The issue of the New Notes, which is subject to favourable market conditions, will, inter alia, be applied towards the early partial refinancing of the “€600,000,000 3.250 per cent. Notes due 20 February 2021” listed on the Irish Stock Exchange (ISIN Code XS1004236185) (the “2021 Issuance”). The aim of the transaction is to extend the average length of the Group’s indebtedness, as well as maintain a suitable level of liquidity for the purposes of supporting the Company and the Group’s operational needs.
Pursuant to the agreements entered into today with the Company, BNP Paribas S.A., in its capacity as offeror (the “Offeror”), will launch a cash tender offer addressed to the holders of the notes representing the 2021 Issuance (the “Existing Notes”), up to a nominal amount to be determined by the Offeror at its own discretion by reference to the aggregate principal amount of the Existing Notes tendered for purchase pursuant to the tender offer, which in any event shall not be higher than €200,000,000 (the “Tender Offer”).
The Tender Offer, which terms and conditions are set forth in the tender offer memorandum dated 24 May 2017 (the “Tender Offer Memorandum”), is, inter alia, subject to (i) the pricing of the New Notes, (ii) the signing of a subscription agreement relating to the New Notes (the “Subscription Agreement”) and (iii) such Subscription Agreement remaining in full force and effect as at the settlement date for the Tender Offer.
The Offeror is not under any obligation to accept for purchase any Existing Notes tendered pursuant to the Tender Offer. The acceptance for purchase by the Offeror of the Existing Notes is at the sole discretion of the Offeror and tenders may be rejected by the Offeror for any reason.
If the Offeror decides to accept valid tenders of Existing Notes pursuant to the Tender Offer, the total amount (rounded to the nearest €0.01, with €0.005 rounded upwards) that, on the settlement date, will be paid by the Offeror to each noteholder whose Existing Notes have been accepted for purchase is equal to the sum of:
- the product of (i) the aggregate principal amount of the Existing Notes accepted for purchase from such noteholder pursuant to the Tender Offer and (ii) the purchase price to be determined in the manner described in the Tender Offer Memorandum by reference to the purchase yield (showed in the table below); and
- the interests accrued on the relevant Existing Notes, from (and including) the preceding interest payment date to (but excluding) the settlement date for the Tender Offer.
If the aggregate principal amount of the Existing Notes validly tendered for purchase pursuant to the Tender Offer is greater than the amount of Existing Notes that the Offeror intends to purchase, the Offeror will accept the relevant tenders on a pro rata basis, as set out in the Tender Offer Memorandum.
The table below sets forth the terms and conditions of the Tender Offer.
Notes |
ISIN |
Outstanding Principal Amount |
Interpolated Reference Rate |
Purchase Spread |
Purchase Yield |
Amount subject to the Offer / Maximum Acceptance Amount |
€600,000,000 3.250 per cent.
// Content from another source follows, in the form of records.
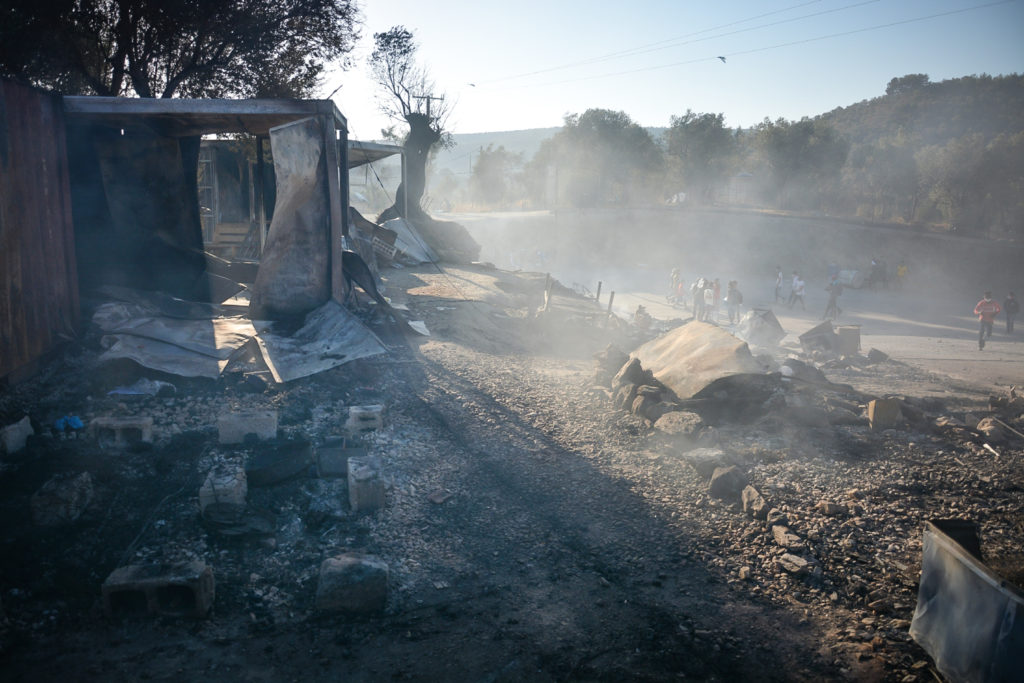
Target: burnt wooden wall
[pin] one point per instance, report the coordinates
(39, 303)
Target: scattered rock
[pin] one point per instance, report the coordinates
(992, 431)
(785, 538)
(793, 563)
(61, 500)
(13, 436)
(830, 509)
(754, 503)
(875, 355)
(885, 414)
(631, 373)
(706, 461)
(352, 583)
(727, 482)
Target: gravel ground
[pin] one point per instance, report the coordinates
(532, 530)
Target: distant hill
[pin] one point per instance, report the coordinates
(458, 159)
(524, 142)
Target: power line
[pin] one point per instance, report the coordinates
(767, 47)
(637, 50)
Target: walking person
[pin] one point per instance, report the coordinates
(835, 289)
(1011, 307)
(986, 310)
(793, 289)
(798, 292)
(733, 299)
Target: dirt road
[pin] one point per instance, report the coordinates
(532, 531)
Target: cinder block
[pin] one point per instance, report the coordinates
(233, 427)
(365, 418)
(171, 590)
(121, 432)
(366, 488)
(332, 458)
(223, 485)
(14, 435)
(352, 583)
(884, 414)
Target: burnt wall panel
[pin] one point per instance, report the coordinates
(38, 282)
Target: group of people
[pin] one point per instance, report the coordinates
(707, 297)
(988, 308)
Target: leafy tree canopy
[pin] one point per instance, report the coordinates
(163, 48)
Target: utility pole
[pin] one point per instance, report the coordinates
(428, 98)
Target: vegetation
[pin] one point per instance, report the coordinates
(949, 155)
(213, 48)
(410, 96)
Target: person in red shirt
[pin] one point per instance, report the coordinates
(986, 310)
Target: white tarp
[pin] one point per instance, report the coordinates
(411, 245)
(330, 337)
(693, 355)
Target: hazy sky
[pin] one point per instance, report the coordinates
(534, 61)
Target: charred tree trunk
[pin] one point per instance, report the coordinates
(422, 136)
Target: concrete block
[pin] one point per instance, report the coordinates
(366, 488)
(170, 590)
(233, 427)
(884, 414)
(121, 432)
(365, 418)
(332, 458)
(225, 484)
(14, 435)
(352, 583)
(61, 500)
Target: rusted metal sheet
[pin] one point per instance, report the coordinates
(38, 275)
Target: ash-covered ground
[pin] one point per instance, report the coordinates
(532, 529)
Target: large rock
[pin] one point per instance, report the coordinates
(692, 356)
(885, 414)
(785, 538)
(352, 583)
(727, 482)
(680, 423)
(760, 328)
(294, 273)
(632, 372)
(608, 361)
(706, 461)
(754, 503)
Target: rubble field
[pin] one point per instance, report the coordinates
(544, 518)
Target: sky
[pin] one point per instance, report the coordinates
(515, 66)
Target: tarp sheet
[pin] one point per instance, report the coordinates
(412, 247)
(204, 346)
(968, 619)
(693, 355)
(331, 336)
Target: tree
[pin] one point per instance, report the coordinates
(704, 150)
(409, 96)
(907, 83)
(163, 48)
(492, 173)
(599, 157)
(806, 151)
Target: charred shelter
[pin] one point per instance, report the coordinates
(104, 191)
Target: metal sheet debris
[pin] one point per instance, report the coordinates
(970, 620)
(330, 337)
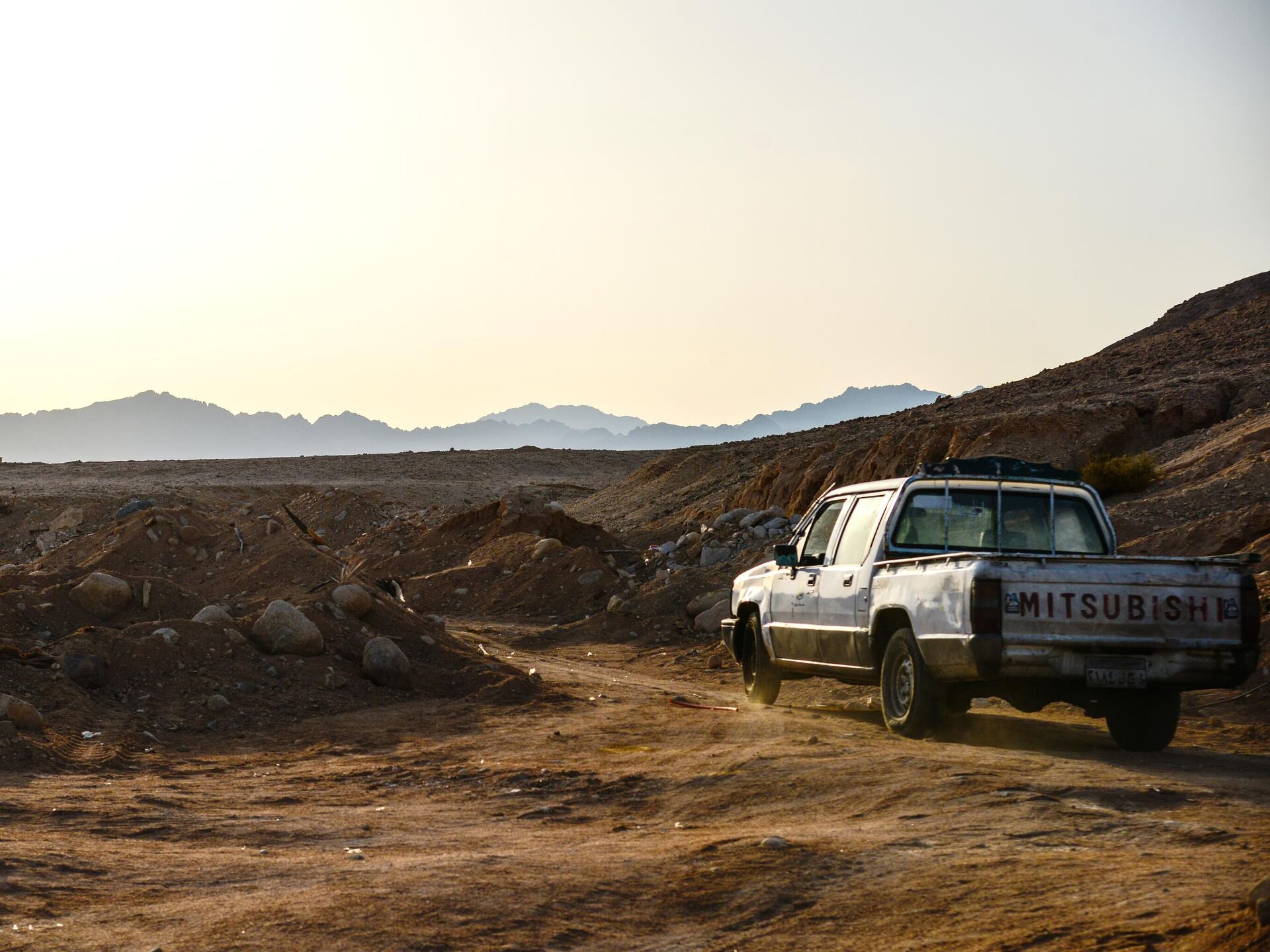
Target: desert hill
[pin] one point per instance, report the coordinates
(1193, 389)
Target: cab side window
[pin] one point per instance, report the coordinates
(859, 531)
(818, 535)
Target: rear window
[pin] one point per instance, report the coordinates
(968, 521)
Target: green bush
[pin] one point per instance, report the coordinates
(1111, 475)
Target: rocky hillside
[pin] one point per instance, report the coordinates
(1193, 389)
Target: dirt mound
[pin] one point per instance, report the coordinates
(456, 539)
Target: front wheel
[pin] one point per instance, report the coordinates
(762, 678)
(1146, 723)
(911, 698)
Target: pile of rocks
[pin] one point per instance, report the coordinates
(720, 541)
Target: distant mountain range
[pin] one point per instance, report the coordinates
(164, 427)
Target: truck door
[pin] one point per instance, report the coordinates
(794, 592)
(842, 603)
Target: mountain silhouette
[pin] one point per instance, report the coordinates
(163, 427)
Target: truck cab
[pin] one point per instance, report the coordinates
(991, 576)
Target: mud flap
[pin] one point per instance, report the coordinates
(728, 633)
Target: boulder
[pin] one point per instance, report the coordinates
(714, 555)
(284, 630)
(23, 716)
(1259, 900)
(353, 600)
(708, 601)
(102, 596)
(67, 520)
(689, 539)
(546, 547)
(710, 619)
(87, 670)
(732, 517)
(215, 615)
(385, 664)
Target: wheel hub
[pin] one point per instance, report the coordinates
(902, 686)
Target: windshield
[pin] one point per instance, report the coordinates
(968, 521)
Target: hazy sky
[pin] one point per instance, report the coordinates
(686, 211)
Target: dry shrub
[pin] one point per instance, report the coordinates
(1111, 475)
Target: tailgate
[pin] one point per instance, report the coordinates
(1123, 602)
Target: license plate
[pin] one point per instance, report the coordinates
(1115, 672)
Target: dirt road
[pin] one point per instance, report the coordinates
(603, 818)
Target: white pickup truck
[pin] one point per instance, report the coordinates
(992, 578)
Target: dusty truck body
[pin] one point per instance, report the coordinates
(991, 578)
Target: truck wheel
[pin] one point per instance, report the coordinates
(1146, 723)
(911, 698)
(762, 680)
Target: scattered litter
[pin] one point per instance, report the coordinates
(683, 702)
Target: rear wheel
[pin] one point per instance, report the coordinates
(762, 678)
(1147, 721)
(911, 698)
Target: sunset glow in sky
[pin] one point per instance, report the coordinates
(687, 211)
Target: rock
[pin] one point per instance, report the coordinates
(687, 539)
(24, 716)
(710, 619)
(732, 517)
(284, 630)
(1259, 900)
(102, 596)
(353, 600)
(214, 615)
(190, 535)
(714, 555)
(546, 547)
(87, 670)
(708, 601)
(385, 664)
(67, 520)
(136, 506)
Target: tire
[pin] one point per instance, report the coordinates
(1147, 723)
(911, 698)
(761, 678)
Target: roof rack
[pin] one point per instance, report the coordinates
(1002, 467)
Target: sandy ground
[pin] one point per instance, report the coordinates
(454, 479)
(601, 816)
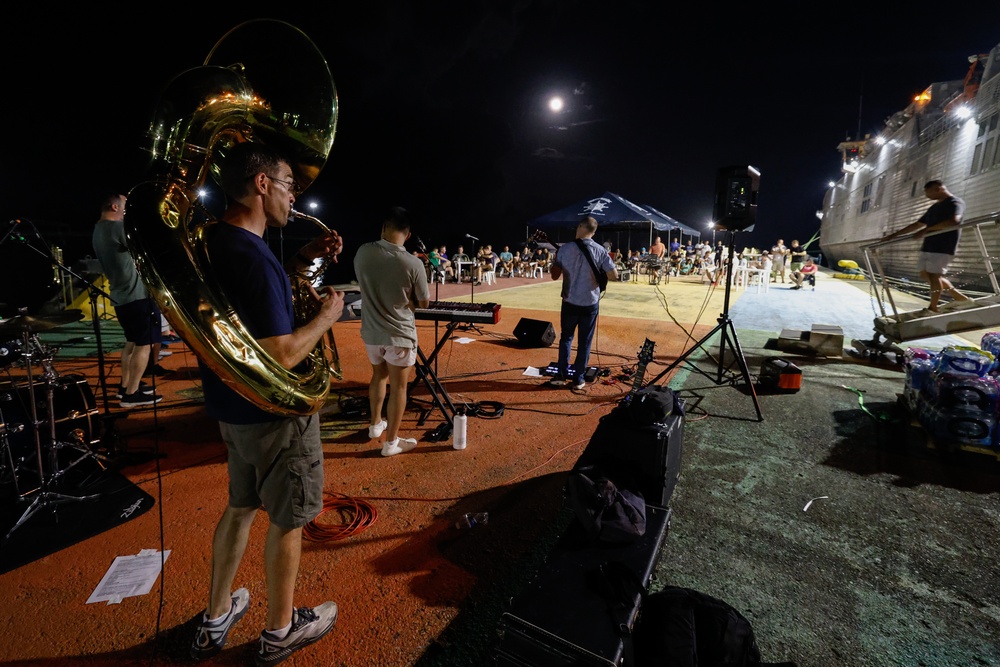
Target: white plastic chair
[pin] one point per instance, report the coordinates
(760, 278)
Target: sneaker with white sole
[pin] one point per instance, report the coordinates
(308, 627)
(375, 430)
(138, 399)
(211, 635)
(143, 389)
(398, 446)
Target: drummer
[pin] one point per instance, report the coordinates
(137, 313)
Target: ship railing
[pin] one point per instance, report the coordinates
(877, 274)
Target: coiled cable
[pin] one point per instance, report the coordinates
(355, 516)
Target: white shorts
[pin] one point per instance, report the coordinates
(935, 263)
(392, 355)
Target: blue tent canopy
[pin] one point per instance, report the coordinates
(613, 213)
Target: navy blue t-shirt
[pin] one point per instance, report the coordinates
(259, 290)
(946, 209)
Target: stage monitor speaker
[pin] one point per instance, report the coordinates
(581, 607)
(642, 458)
(534, 333)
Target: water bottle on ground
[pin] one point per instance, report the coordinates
(470, 519)
(459, 430)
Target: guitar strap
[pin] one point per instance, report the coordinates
(590, 260)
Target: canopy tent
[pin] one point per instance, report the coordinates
(613, 213)
(674, 225)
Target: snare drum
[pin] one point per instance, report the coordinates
(11, 352)
(73, 412)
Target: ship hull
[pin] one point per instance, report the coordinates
(883, 190)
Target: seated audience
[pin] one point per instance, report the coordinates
(806, 274)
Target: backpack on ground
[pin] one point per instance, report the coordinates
(681, 627)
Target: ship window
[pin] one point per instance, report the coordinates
(976, 155)
(988, 153)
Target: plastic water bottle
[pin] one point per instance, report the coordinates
(470, 519)
(458, 437)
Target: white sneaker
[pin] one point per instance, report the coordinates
(398, 446)
(375, 430)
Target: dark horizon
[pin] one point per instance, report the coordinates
(443, 111)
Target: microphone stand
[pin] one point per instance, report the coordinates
(10, 232)
(475, 260)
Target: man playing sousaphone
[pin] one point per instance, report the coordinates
(275, 461)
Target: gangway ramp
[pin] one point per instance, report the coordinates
(982, 311)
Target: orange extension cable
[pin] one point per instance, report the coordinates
(355, 515)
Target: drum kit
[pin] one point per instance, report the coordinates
(48, 422)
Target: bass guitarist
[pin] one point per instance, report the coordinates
(585, 268)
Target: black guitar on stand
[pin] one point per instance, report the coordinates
(601, 276)
(645, 356)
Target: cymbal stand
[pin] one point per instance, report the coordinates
(44, 497)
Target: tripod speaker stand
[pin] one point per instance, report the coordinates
(729, 338)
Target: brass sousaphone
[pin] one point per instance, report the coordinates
(263, 81)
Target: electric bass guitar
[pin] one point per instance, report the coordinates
(645, 356)
(601, 276)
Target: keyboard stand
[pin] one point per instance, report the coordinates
(448, 329)
(439, 395)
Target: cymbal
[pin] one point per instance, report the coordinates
(16, 326)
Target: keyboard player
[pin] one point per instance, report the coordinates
(393, 285)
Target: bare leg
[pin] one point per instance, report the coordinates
(228, 545)
(934, 280)
(134, 367)
(282, 551)
(377, 390)
(950, 289)
(396, 406)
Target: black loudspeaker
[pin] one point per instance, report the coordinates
(736, 198)
(582, 606)
(641, 458)
(534, 333)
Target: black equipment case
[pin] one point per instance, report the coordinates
(642, 458)
(581, 608)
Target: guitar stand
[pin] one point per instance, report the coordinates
(728, 331)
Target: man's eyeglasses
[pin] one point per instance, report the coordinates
(291, 186)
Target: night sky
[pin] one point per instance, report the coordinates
(443, 105)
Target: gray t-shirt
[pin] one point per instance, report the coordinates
(580, 286)
(116, 262)
(391, 280)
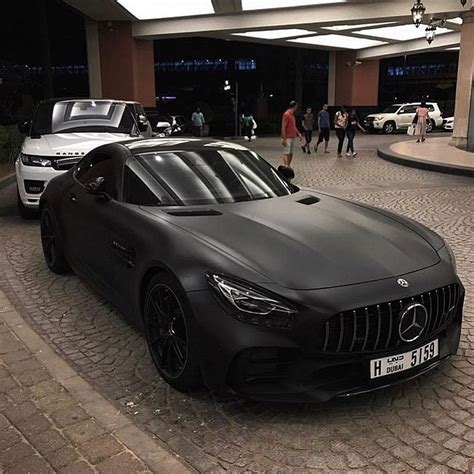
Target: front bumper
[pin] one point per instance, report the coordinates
(279, 365)
(32, 181)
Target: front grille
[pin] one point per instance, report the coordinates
(375, 328)
(63, 164)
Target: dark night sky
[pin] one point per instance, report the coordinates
(19, 31)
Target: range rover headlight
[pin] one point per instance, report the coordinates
(251, 305)
(34, 160)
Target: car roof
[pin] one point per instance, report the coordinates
(150, 145)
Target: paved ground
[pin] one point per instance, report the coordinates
(426, 424)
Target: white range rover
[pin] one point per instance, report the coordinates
(62, 132)
(400, 116)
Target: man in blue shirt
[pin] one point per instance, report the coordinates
(324, 125)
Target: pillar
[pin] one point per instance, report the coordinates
(463, 135)
(356, 82)
(120, 66)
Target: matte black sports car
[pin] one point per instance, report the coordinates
(241, 280)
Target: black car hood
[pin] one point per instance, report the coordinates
(314, 245)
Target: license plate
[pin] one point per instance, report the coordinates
(400, 362)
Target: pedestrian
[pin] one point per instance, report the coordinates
(422, 117)
(247, 126)
(324, 126)
(340, 124)
(353, 123)
(289, 132)
(308, 126)
(198, 122)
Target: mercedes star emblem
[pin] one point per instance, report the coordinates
(403, 283)
(413, 322)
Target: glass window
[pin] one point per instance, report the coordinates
(217, 175)
(98, 165)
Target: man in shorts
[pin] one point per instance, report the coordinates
(289, 132)
(324, 125)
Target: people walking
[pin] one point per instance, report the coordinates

Notes due 20 February 2021 |
XS1004236185 |
€600,000,000 |
Interpolated Mid- Swap Rate |
+20 bps |
The sum of the Interpolated Mid-Swap Rate and the Purchase Spread |
Subject as set out herein, a maximum aggregate principal amount of up to €200,000,000 such amount being subject to the right of the Offeror to decrease it. |
The Tender Offer, which starts today, will expire on 31 May 2017, subject to the right of the Offeror to extend, re-open, amend and/or terminate the offer. The settlement date for the Tender Offer is expected to fall on 6 June 2017.
Further information on the terms and conditions of the Tender Offer are set out in the Tender Offer Memorandum.
This notice does not constitute an invitation to participate in the Tender Offer in any jurisdiction in which, or to any person to whom or from whom, it is unlawful to make such invitation or for there to be such participation under applicable securities laws and regulations. The distribution of this notice or the Tender Offer Memorandum in certain jurisdictions may be restricted by law and regulations. Persons into whose possession this notice comes are required to inform themselves about, and to observe, any such restrictions.
Specific restrictions are included in the Tender Offer Memorandum.